Cette multiplicité des forces en présence, combinés à la durée de la guerre, a peu à peu épuisé les différentes armées. Chacune s’est transformée au fil du temps en des assemblages de milices locales dirigées par des seigneurs de guerre que de véritables armées d’envergure nationale. Ce phénomène était initialement surtout présent chez les rebelles : une forte proportion des groupes rebelles étaient constitués de civils ayant pris les armes pour arracher leur ville au régime puis pour la protéger, mais qui n’avaient pas l’intention de marcher jusqu’à Damas, ou même jusqu’à la ville voisine pour renverser le gouvernement. Seuls les rebelles islamistes étaient en mesure de regrouper des forces nombreuses, désireuses de quitter leur territoire d’origine pour porter le fer à l’autre bout du pays.

Le même phénomène a progressivement affaibli le régime. L’armée a été lourdement atteinte par les défections lors des débuts de la guerre civile, et a tant bien que mal compensé cette hémorragie par la formation des « Forces de défense nationale », une fédération de milices locales dont les membres ne souhaitent pas non plus quitter leurs familles pour partir affronter les rebelles dans des territoires qu’ils ne connaissent pas. L’armée régulière elle-même a dû se reposer sur des conscrits mal formés, mal équipés et peu enthousiastes. Seuls quelques forces d’élites et/ou idéologiquement motivées peuvent être utilisées par le régime pour lancer des assauts de grande envergure et tenter de reprendre les territoires perdus au nord ou à l’est du pays.

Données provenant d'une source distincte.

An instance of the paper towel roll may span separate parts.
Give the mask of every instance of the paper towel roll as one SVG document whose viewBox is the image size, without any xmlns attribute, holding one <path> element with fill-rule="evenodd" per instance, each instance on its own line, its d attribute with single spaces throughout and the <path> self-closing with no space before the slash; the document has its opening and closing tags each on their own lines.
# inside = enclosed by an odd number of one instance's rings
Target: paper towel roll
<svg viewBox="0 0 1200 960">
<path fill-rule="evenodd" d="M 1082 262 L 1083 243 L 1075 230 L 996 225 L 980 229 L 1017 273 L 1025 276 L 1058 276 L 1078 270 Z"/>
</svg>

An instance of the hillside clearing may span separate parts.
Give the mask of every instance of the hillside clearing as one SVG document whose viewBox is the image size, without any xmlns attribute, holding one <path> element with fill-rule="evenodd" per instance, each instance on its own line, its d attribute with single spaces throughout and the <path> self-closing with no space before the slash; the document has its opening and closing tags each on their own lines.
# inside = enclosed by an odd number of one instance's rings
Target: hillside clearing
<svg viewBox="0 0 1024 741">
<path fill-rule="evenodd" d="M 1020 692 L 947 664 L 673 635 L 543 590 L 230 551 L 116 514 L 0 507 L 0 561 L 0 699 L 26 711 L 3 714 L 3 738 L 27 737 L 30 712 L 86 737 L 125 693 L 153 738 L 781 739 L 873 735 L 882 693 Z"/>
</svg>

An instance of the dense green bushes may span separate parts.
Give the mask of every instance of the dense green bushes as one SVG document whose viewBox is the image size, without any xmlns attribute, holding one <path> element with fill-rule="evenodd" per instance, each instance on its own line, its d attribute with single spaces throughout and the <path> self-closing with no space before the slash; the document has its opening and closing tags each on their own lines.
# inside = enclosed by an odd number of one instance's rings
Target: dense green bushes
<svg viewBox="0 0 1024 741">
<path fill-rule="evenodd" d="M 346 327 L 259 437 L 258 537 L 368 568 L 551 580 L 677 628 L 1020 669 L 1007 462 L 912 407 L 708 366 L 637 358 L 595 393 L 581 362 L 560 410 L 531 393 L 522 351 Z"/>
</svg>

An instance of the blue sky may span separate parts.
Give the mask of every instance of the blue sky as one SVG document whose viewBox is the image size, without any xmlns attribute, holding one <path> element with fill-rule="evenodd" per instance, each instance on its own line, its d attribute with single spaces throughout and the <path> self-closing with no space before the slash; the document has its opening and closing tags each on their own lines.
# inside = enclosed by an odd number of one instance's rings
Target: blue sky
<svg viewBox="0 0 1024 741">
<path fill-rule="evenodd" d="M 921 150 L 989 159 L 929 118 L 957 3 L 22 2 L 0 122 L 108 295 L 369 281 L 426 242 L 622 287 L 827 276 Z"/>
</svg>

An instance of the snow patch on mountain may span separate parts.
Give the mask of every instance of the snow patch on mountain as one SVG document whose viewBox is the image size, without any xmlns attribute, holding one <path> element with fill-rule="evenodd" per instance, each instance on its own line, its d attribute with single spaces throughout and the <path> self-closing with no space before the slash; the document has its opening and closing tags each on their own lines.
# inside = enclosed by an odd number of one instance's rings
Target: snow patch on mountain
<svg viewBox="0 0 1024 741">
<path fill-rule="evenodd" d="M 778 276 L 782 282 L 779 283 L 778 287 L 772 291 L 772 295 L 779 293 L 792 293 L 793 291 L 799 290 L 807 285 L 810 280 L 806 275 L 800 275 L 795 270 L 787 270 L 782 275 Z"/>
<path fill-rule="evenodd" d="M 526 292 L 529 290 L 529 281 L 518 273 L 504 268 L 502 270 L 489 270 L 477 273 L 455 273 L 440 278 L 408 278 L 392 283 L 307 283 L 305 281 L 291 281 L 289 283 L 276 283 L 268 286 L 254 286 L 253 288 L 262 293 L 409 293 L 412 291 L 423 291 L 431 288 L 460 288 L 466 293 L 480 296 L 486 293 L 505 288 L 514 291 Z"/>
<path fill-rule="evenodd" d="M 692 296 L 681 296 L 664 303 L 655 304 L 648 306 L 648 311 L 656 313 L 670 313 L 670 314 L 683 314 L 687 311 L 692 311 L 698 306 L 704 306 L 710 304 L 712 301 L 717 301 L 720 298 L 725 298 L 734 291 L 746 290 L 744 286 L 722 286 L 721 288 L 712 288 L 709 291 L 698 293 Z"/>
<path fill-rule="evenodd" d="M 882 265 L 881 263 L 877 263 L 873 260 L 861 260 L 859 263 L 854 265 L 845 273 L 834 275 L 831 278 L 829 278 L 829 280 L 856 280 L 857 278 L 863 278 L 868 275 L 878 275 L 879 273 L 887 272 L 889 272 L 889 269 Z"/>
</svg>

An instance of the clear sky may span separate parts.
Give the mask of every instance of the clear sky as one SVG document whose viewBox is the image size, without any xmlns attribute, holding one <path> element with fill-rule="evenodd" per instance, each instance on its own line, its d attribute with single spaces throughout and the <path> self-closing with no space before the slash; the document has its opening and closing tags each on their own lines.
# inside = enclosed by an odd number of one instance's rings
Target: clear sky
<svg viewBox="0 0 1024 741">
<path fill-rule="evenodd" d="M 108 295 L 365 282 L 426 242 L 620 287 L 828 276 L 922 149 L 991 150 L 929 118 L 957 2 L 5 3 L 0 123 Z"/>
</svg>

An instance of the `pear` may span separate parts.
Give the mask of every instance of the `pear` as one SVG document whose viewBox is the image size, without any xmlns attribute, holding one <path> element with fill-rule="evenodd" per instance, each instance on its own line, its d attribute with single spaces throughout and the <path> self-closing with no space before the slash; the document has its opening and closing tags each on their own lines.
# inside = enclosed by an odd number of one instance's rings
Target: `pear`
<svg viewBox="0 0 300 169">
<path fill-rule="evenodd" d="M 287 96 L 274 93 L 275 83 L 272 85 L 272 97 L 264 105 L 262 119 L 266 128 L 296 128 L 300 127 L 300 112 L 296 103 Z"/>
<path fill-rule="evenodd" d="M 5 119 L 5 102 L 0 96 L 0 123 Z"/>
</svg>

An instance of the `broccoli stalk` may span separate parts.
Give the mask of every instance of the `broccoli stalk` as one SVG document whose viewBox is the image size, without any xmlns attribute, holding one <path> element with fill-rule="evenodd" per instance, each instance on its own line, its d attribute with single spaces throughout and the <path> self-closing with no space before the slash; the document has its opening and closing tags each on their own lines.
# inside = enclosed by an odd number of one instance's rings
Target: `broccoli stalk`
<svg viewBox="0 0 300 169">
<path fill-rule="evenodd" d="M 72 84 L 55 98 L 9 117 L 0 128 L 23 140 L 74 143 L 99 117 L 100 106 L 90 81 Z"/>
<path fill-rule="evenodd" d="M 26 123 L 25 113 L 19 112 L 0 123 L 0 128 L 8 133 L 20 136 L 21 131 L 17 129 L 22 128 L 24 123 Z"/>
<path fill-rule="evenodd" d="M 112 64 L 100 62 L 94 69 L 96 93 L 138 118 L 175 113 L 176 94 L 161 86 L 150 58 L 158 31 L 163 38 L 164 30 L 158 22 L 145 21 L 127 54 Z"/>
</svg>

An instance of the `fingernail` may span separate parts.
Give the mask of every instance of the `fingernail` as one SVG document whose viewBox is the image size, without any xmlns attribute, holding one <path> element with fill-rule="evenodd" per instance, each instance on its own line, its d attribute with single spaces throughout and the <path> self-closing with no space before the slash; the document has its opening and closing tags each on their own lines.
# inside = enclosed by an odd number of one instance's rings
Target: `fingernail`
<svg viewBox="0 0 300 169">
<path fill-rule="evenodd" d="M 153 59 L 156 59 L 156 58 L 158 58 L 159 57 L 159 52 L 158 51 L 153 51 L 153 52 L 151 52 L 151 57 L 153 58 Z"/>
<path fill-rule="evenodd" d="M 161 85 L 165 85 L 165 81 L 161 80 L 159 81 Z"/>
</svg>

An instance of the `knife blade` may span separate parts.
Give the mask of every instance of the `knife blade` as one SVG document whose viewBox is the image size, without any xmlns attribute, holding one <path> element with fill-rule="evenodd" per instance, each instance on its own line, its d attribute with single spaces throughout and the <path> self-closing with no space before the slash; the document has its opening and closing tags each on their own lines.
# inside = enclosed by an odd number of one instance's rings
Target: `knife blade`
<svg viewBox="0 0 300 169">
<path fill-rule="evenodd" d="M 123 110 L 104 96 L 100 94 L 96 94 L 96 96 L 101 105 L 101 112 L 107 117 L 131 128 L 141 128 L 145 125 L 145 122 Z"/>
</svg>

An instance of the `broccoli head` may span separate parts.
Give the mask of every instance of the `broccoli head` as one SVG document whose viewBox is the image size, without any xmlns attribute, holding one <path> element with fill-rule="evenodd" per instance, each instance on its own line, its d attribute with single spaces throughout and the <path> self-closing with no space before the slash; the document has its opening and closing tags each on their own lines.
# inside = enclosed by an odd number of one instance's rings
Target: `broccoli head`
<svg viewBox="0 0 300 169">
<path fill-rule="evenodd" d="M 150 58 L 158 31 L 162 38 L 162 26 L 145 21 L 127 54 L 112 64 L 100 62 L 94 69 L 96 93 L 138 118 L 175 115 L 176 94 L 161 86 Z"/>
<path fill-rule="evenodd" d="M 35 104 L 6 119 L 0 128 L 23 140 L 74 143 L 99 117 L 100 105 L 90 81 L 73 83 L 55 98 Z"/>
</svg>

L’État Islamique lui-même ne dirige pas son armée comme un tout dont il redistribue les soldats entre les différents fronts selon leurs besoins. Chaque province gère sa propre armée, qui n’a pas le droit de quitter la province à laquelle elle est affectée, et seules certaines unités définies sont transférés par le commandement central entre les différents fronts.

On voit comment une telle configuration peut aboutir à une stagnation des fronts. Les rebelles et le gouvernement disposent de nombreuses forces défensives qui leur permettent de tenir les territoires qu’ils contrôlent, mais ne peuvent que difficilement attaquer leurs adversaires. L’aviation russe avait agit comme un multiplicateur de force pour le régime, et avait permis à ses troupes de repousser les rebelles. L’unité retrouvée entre les groupes rebelles d’Alep et d’Idlib a permis à ceux-ci de gagner en puissance et de mener à nouveau des offensives locales avec succès. Néanmoins, si l’ouverture d’un corridor constitue sans aucun doute une victoire pour les rebelles,  elle ne doit pas être exagérée : ce n’est pas demain que l’opposition capturera les quartiers ouest d’Alep, et la chute de Damas reste inenvisageable. Tout comme il manque au régime suffisamment de forces pour lancer des offensives de grande envergure contre le cœur des territoires rebelles, les rebelles ne peuvent pas initier une grande campagne en direction d’Hama, d’Homs ou de Latakia et espérer gagner rapidement. En dehors de toute intervention extérieure, qui se produira probablement, l’évolution de la guerre devrait ressembler à celui observé avant l’intervention de l’aviation russe : des fronts stagnants modifiés occasionnellement par des avancées locales et des opérations de grande envergure à l’issue incertaine menées par des camps à court de soldats.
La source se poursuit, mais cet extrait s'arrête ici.